The following may help guiding you:
- Read the source text carefully in order to get the general idea in it. This will help you to know the items needed as well as style to be used.
- Get dictionaries according to the demand of your translation work. For instance if the source text is in English or Kiswahili, you will need English and Swahili dictionaries (both monolingual and bilingual)
- Begin with the first draft. This gives you chance for further corrections.
- Revise the translation by improving the first draft. Here you will have the second draft.
- Give your draft to the second reader. This will help to edit your work. You will have to work on the found mistakes.
- Write the final draft after making all necessary revisions.
What are the qualities of good translation?
- A good translation should be capable of being translated back and yield the same meaning
- Performance testing – this is achieved by asking speakers of language A to do actions based on the translation. The same is done to the speakers B to do the same actions basing on the original text. If the results are the same, then translation will be regarded as of good quality.

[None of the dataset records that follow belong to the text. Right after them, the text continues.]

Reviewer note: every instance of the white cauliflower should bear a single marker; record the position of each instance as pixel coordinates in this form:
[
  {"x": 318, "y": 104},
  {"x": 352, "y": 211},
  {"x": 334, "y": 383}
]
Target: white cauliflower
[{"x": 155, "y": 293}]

- Knowledge testing – this is done by asking questions especially by way of questionnaire to the speakers of both languages. If the same results are obtained, the translation will be considered good.
TYPES OF INTERPRETATION
SIMULTANEOUS INTERPRETATION (SI)
Itis the type of interpretation where the speaker of TL speaks continuously and the interpreter speaks at the same time in TL. It is usually done in conferences, the interpreter is usually confined in a sound-proof room and usually the interpreter remains confined in a sound-proof room.
It is the type of interpretation where the interpreter speaks after the speaker of the SL. The interpreter sits/stands near the speaker of SL. This type of interpretation is usually employed in gatherings like in churches, mosques etc.
This takes place when several languages are target languages. A source language is interpreted into a language that is understood by several interpreters who later convert the messages into their different target languages.
This is a type of interpretation which involves an interpreter and his client(s) in the areas where different languages are spoken. The interpreter interprets each language to the client(s).